えさ代、光熱費の高騰に後継者不足…酪農を取り巻く環境はかつてない厳しい状況に陥っている。“出口の見えないトンネル”に入ってしまったような酪農業界。さまざまな逆風に苦悩しながらも奮闘する島根県内の酪農家の今の姿を追った。
終わりに近づく酪農家の現状
涙ながらに話すのは、大田市の酪農家・西谷悟朗さん。
西谷牧場・西谷悟朗さん:
酪農を取り巻く現状を見るとこれで“終わり”が始まったっていう、そういう評価です。このままだと、ずいぶん酪農家は減っちゃいますね
6月上旬、島根県内の酪農家の代表として丸山知事に窮状を訴え、支援を要請した。
えさ代や光熱費の高騰に、コロナ禍から続く牛乳消費の低迷。牧場は赤字経営が続き、“出口の見えないトンネル”に入ってしまっているのが、酪農業界の現状だという。
6月下旬、大田市の三瓶山の麓にある西谷さんの牧場を訪ねた。
西谷牧場・西谷悟朗さん:
朝は6時半、夕方は5時半スタート、搾乳はね
牧場の1日は、搾乳(乳しぼり)の作業で始まる。西谷牧場では約100頭の乳牛を飼育、搾乳作業は午前6時半から2時間ほど続く。
搾乳が終わると、今度はえさの時間だ。スタッフは休むことなく牛舎に向かう。
――飼料はどれぐらい値段が上がりましたか?
西谷牧場・西谷悟朗さん:
値上がり前は1kgあたり40円台だったものが、今は1kg80円。1頭につき1日10kgくらいはえさをやるので、1kg85円くらいでも1頭につき1日850円
輸入に頼る飼料の価格は、この1年で2倍に高騰。さらに、搾乳に使う機械や照明などに必要な電気代も値上げされ、機械や車両の維持費などのコストはここ数年で約1.5倍になったという。
西谷さんの牧場の2023年5月の収支をみると、えさ代の支払いと牛乳の買い取りによる売り上げはほぼイコール。これに光熱費などが加わると、約230万円の赤字だ。
物価高が追い打ち、廃業者相次ぐ
西谷さんの牧場では、県や国から物価高騰対策の補助金を受け、赤字を最小限に抑えることができたが、それでも赤字が埋まらず、廃業する酪農家も相次いでいる。
元牧場経営者・岩田篤史さん:
3月の終わり。えさ代が高くなって大変になったので
廃業を決断した一人が、岩田篤史さん。同じ三瓶山のふもとで、祖父の代から牧場を営んできたが、2023年3月に廃業した。 飼っていた牛約60頭は西谷さんの牧場で受け入れてもらい、自身も従業員として働いている。

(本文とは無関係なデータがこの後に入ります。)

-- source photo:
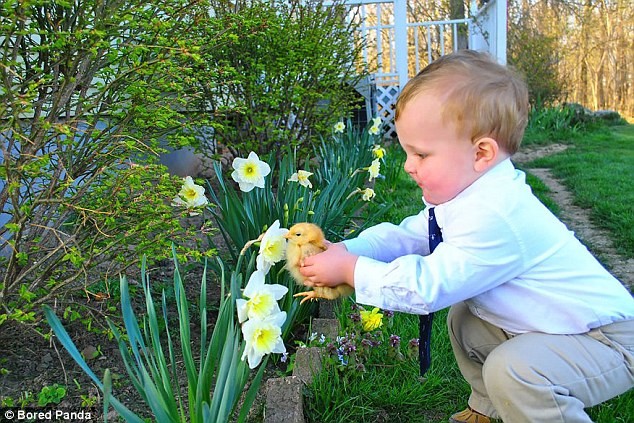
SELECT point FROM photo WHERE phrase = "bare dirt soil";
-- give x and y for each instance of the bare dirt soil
(578, 219)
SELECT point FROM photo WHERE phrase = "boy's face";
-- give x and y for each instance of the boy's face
(439, 160)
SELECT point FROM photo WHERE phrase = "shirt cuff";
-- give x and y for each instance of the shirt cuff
(359, 247)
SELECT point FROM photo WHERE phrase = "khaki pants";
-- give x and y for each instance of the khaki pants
(537, 377)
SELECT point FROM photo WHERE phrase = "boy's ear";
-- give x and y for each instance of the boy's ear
(487, 152)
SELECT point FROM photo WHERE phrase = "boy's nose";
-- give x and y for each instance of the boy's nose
(407, 166)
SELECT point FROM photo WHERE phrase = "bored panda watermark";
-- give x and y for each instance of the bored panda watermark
(37, 415)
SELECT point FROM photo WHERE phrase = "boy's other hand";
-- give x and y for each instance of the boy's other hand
(330, 268)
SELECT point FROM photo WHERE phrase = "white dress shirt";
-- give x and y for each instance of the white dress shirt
(503, 252)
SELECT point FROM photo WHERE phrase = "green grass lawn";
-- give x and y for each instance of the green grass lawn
(599, 170)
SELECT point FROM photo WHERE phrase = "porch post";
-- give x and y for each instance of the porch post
(501, 22)
(400, 36)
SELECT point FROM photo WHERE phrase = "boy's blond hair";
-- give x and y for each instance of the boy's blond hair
(482, 97)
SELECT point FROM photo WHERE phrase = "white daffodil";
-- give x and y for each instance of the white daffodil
(368, 194)
(249, 172)
(262, 298)
(378, 151)
(191, 195)
(272, 247)
(301, 176)
(263, 337)
(374, 169)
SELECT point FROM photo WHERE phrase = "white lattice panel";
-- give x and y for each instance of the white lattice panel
(386, 96)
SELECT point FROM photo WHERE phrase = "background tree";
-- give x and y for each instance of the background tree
(293, 68)
(89, 92)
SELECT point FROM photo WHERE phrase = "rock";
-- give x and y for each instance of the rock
(284, 402)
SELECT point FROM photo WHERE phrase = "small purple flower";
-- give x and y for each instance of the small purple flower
(349, 348)
(331, 348)
(395, 341)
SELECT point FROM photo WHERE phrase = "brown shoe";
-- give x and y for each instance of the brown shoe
(469, 416)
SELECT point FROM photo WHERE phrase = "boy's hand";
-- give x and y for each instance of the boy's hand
(330, 268)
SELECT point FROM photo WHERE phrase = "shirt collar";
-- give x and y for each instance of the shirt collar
(502, 170)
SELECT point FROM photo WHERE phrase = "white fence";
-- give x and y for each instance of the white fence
(396, 47)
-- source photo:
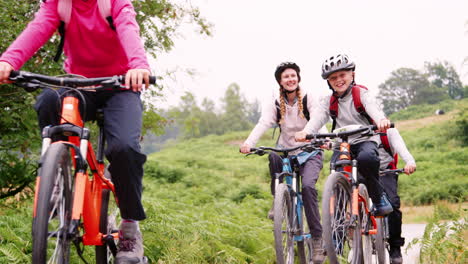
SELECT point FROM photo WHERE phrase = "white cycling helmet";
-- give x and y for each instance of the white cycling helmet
(337, 63)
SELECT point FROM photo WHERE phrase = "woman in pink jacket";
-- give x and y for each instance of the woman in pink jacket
(292, 119)
(95, 49)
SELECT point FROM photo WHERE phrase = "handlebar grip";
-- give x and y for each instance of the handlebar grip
(374, 127)
(13, 74)
(152, 79)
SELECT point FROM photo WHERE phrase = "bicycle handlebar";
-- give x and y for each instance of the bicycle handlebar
(309, 147)
(105, 82)
(366, 129)
(395, 170)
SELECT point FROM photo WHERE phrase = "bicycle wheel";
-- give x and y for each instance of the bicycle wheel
(304, 251)
(380, 242)
(110, 216)
(304, 246)
(284, 239)
(366, 224)
(51, 224)
(341, 232)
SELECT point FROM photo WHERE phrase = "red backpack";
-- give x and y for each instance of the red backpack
(356, 93)
(64, 9)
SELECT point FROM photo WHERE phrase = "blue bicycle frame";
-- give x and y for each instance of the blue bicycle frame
(290, 178)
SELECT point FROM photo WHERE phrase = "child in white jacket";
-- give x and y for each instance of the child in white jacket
(289, 107)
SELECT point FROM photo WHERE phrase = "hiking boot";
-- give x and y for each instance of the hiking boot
(130, 247)
(271, 213)
(395, 255)
(318, 252)
(384, 207)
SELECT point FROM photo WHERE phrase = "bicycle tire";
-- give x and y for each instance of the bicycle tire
(284, 239)
(366, 224)
(304, 251)
(383, 256)
(51, 224)
(109, 216)
(342, 240)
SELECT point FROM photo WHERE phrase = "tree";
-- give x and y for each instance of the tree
(159, 22)
(253, 111)
(444, 76)
(234, 117)
(401, 89)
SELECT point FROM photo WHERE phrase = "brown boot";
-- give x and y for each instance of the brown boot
(271, 213)
(318, 253)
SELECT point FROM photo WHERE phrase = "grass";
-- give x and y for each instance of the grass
(206, 203)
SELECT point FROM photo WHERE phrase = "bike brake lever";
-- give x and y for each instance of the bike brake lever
(29, 87)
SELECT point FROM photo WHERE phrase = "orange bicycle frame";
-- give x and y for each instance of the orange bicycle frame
(87, 194)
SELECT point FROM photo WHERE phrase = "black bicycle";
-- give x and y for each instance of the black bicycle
(288, 207)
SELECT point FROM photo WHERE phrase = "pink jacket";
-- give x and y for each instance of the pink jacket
(91, 47)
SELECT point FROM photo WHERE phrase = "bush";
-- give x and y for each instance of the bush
(444, 242)
(461, 131)
(163, 174)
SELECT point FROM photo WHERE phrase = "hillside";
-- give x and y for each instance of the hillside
(206, 203)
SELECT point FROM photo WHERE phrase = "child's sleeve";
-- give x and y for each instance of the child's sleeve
(398, 144)
(372, 107)
(34, 36)
(128, 31)
(319, 115)
(266, 121)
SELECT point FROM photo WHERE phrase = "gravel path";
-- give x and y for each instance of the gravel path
(409, 232)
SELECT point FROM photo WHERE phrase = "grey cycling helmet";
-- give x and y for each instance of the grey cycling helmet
(337, 63)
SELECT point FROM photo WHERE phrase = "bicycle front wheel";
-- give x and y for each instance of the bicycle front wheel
(283, 222)
(366, 224)
(110, 216)
(341, 230)
(51, 223)
(380, 242)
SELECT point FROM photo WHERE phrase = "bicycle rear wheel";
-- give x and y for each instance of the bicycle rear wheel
(51, 224)
(284, 239)
(304, 246)
(366, 224)
(110, 216)
(341, 231)
(304, 251)
(380, 242)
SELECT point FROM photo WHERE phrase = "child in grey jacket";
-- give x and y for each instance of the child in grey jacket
(390, 183)
(339, 73)
(288, 111)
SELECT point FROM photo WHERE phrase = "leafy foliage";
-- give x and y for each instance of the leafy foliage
(444, 241)
(159, 21)
(406, 87)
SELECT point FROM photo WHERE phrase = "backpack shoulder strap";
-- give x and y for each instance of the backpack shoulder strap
(105, 8)
(333, 110)
(305, 110)
(278, 111)
(64, 8)
(356, 93)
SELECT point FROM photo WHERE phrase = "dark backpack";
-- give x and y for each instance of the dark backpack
(356, 93)
(305, 111)
(64, 8)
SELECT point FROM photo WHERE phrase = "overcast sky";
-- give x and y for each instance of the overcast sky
(251, 37)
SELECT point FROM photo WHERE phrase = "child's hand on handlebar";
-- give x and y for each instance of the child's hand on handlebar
(383, 125)
(135, 77)
(300, 136)
(245, 148)
(5, 70)
(410, 168)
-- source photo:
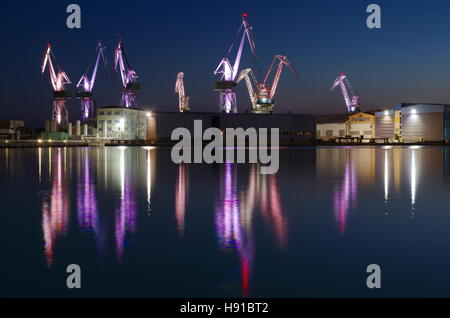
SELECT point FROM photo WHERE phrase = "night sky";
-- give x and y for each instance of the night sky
(408, 60)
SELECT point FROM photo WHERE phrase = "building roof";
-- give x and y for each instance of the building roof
(332, 119)
(119, 107)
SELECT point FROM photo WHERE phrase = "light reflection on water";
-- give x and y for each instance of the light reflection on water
(127, 206)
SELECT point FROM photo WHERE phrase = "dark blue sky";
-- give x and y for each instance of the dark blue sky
(407, 60)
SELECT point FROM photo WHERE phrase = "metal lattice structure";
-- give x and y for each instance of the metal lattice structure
(58, 80)
(262, 93)
(183, 100)
(351, 100)
(128, 76)
(227, 82)
(86, 85)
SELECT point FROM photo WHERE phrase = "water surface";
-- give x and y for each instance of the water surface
(141, 226)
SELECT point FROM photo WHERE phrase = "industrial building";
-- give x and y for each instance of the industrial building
(122, 123)
(292, 128)
(412, 122)
(359, 125)
(11, 129)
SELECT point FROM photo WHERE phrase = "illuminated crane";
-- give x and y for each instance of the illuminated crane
(351, 100)
(183, 100)
(86, 85)
(251, 82)
(60, 95)
(227, 97)
(128, 75)
(262, 100)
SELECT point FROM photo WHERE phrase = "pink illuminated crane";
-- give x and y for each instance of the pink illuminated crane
(227, 97)
(351, 100)
(128, 75)
(86, 85)
(183, 100)
(58, 79)
(262, 100)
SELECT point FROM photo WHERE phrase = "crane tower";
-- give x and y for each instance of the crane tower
(183, 100)
(227, 82)
(58, 80)
(128, 76)
(86, 85)
(262, 93)
(351, 100)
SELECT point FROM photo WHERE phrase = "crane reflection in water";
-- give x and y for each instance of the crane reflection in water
(55, 206)
(235, 212)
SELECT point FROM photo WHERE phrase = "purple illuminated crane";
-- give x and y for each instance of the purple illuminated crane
(183, 100)
(86, 85)
(60, 95)
(128, 75)
(262, 99)
(351, 100)
(227, 97)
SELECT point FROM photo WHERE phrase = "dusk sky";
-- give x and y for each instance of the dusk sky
(408, 60)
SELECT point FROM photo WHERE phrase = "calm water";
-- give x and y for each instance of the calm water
(139, 225)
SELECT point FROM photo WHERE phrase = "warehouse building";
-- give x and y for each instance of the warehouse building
(331, 126)
(10, 129)
(359, 125)
(292, 128)
(121, 123)
(410, 122)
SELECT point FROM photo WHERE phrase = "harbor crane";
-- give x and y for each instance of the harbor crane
(128, 76)
(86, 85)
(227, 82)
(262, 98)
(351, 100)
(183, 100)
(58, 80)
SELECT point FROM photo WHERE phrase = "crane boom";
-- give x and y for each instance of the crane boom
(128, 76)
(229, 70)
(86, 84)
(250, 81)
(351, 100)
(264, 99)
(58, 80)
(183, 100)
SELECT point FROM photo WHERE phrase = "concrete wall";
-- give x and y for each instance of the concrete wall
(122, 123)
(292, 128)
(331, 130)
(423, 127)
(384, 125)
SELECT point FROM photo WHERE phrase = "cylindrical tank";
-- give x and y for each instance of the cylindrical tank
(78, 130)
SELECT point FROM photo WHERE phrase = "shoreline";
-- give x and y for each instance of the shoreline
(14, 144)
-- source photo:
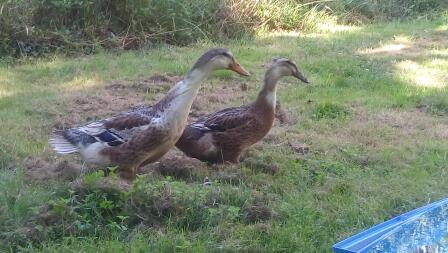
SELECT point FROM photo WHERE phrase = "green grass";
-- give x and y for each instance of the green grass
(374, 118)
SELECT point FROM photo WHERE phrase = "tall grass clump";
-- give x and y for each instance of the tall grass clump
(35, 27)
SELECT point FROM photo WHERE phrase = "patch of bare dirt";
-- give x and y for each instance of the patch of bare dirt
(406, 48)
(298, 146)
(38, 170)
(103, 184)
(114, 97)
(176, 165)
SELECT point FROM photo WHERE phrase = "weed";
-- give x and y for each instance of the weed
(329, 111)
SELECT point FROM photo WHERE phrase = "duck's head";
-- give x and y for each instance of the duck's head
(219, 58)
(284, 67)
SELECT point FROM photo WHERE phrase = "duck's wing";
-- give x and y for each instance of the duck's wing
(224, 120)
(109, 132)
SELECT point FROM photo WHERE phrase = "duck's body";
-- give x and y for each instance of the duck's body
(222, 136)
(144, 134)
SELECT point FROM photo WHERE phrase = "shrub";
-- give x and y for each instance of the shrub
(35, 27)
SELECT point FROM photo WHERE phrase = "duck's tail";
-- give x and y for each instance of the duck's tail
(61, 144)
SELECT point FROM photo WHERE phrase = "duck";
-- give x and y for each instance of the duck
(144, 133)
(222, 136)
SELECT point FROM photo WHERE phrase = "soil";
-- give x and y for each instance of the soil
(120, 95)
(39, 170)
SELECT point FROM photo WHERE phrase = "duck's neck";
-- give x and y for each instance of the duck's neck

「小さい時から牛と関わってきたので、酪農を続けようかな」と話す岩田さん。決して酪農そのものが嫌になったわけではなかった。岩田さんと牛を引き受けたことについて、西谷さんは…。
西谷牧場・西谷悟朗さん:
大げさな気持ちは何もない。これでうまくいけば、これを1つの前例にして、廃業した牧場を承継する社会実験も兼ねている
8年前に約120戸あった島根県内の酪農家は年々減少。今では約80戸、3割ほどが廃業した。かねてから課題になっていた後継者不足に、最近の物価高が追い打ちをかけた形だが、廃業した牧場の受け皿をどうするかが新たな課題になっている。
「酪農のある景色を守っていきたい」
取材に訪れる前日、牧場では1頭の乳牛が足の骨を折り、立ち上がるのが難しい状態になっていた。
西谷牧場・西谷悟朗さん:
もう全然。歩けない
牧場を訪れた獣医師の問いかけに、西谷さんが答えた。成長した乳牛の場合、骨折すると治療が難しく、再び立ち上がることは望めないという。
西谷牧場・西谷悟朗さん:
きょう限りの命。あとは食肉になります
やむを得ず、西谷さんは牛を屠畜場に搬入、食肉として解体処理することにした。食肉としての売り上げは貴重な収入となるが、今回得られたのはわずか数千円だった。
西谷牧場・西谷悟朗さん:
牧場経営を終わりにせざるを得ない状況は何とかしたい
逆風が続く中、酪農家が受け取る「乳価」は、2023年8月から1kgあたり10円の引き上げが決まっている。しかし、牧場が赤字から脱却するためには、さらに10円の値上げが必要だという。
西谷牧場・西谷悟朗さん:
自分の時間も何もかも、すべてを酪農につぎ込んでいるので、続けられる限りは、知力、体力を注いで、この仕事で生きていきたい。“酪農のある景色“を守っていきたい。
食料自給の基盤の一つでもある「酪農」をどう支えていくかが問われる中、酪農家による自助努力は限界に近づいている。